Alle Teilnehmerinnen und Teilnehmer entwickelten im Vorfeld mit großem Einsatz und viel Sachverstand Konzepte im Bereich der Individuellen Förderung bzw. der Begabungs- und Begabtenförderung, die in der eigenen pädagogischen Praxis umgesetzt und schriftlich ausgearbeitet wurden.
Zahlreiche Schulleitungen, Kolleginnen und Kollegen sowie Familienangehörige begleiteten die Absolventinnen und Absolventen zur Verleihung. Prof. Dr. Dr. h.c. Klaus Anderbrügge, Prof. Dr. Franz Mönks, Prof. Dr. Christian Fischer, Ingrid Pieper-von-Heiden und weitere würdigten die Feierstunde in besonderem Maße.

Würdigung herausragender Projekte in der schulischen Begabungsförderung


Im Rahmen der Verleihung der ECHA-Diplome am 19. November 2016 wurden von der Namasté-Familienstiftung, vertreten durch den Vorsitzenden der Stiftung, Prof. Dr. Hans Wielens, und durch die Stiftung Internationales Centrum für Begabungsforschung erstmalig Projekte zur Begabungsförderung gewürdigt. Diese wurden währen der Ausbildung zum „Specialist in Gifted Education“ von Lehrpersonen an den Schulen entwickelt und umgesetzt.

Ausgezeichnet wurden drei Projekte, die die Entwicklung und Erprobung einer prozessorientierten Förderdiagnostik für den schulischen Einsatz, die Entwicklung und Erprobung von didaktischen Ansätzen für einen begabungsfördernden Unterricht und/oder die Evaluation von Projekten und Programmen zur Begabtenförderung fokussieren. Durch die finanzielle Unterstützung können diese Projekte erneut durchgeführt werden.
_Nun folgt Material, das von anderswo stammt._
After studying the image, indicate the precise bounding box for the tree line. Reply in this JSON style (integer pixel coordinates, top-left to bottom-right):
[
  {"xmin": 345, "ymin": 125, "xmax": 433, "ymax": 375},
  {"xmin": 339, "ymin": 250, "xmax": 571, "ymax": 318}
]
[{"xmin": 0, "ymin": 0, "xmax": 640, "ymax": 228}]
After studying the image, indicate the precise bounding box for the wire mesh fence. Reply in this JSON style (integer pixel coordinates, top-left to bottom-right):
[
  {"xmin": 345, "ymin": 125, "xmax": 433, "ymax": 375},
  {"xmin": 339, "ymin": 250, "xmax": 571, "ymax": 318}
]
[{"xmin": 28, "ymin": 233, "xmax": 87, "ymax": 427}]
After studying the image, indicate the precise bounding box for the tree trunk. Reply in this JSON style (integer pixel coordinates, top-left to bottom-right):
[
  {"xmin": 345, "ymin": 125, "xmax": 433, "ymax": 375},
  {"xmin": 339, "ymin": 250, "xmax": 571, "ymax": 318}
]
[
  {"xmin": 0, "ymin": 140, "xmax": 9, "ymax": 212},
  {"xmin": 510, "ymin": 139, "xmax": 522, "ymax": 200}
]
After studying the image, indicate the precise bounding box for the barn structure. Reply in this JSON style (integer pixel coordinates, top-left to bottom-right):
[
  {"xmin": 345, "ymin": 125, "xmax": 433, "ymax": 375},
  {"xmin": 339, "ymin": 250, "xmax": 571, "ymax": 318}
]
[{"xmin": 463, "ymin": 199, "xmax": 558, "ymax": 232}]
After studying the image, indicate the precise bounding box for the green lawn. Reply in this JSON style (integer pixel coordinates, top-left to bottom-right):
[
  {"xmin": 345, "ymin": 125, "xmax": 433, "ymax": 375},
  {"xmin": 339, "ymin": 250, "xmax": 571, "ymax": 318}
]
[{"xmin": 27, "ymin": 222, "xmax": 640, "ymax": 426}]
6. Fachtagung von Bildung und Begabung „Begabung braucht Persönlichkeit“ am 09. Mai 2017 in Köln

Kluge Köpfe brauchen mehr als Begabungen und Talente: Die Persönlichkeit bestimmt die Entwicklung individueller Interessen, Stärken und Chancen wesentlich mit. Aus diesem Grund trägt die 6. Fachtagung am 09. Mai 2017 von Bildung und Begabung den Titel „Begabung braucht Persönlichkeit“. Dabei liegt der Fokus auf Persönlichkeitsmerkmalen und Kompetenzen, die aktuell und zukünftig für die individuelle Persönlichkeitsentwicklung junger Menschen wichtig sind und sein werden und wie diese gefördert werden können. Im Rahmen verschiedener Vorträge, Praxisforen und Gespräche sollen für WissenschaftlerInnen, Lehrkräfte, TrainerInnen sowie andere PraktikerInnen und Interessierte Anlässe gegeben werden, über neue wissenschaftliche Erkenntnisse und Best-Practice-Einblicke zu sprechen.

Die Anmeldung ist bereits gestartet und die Plätze sind begrenzt.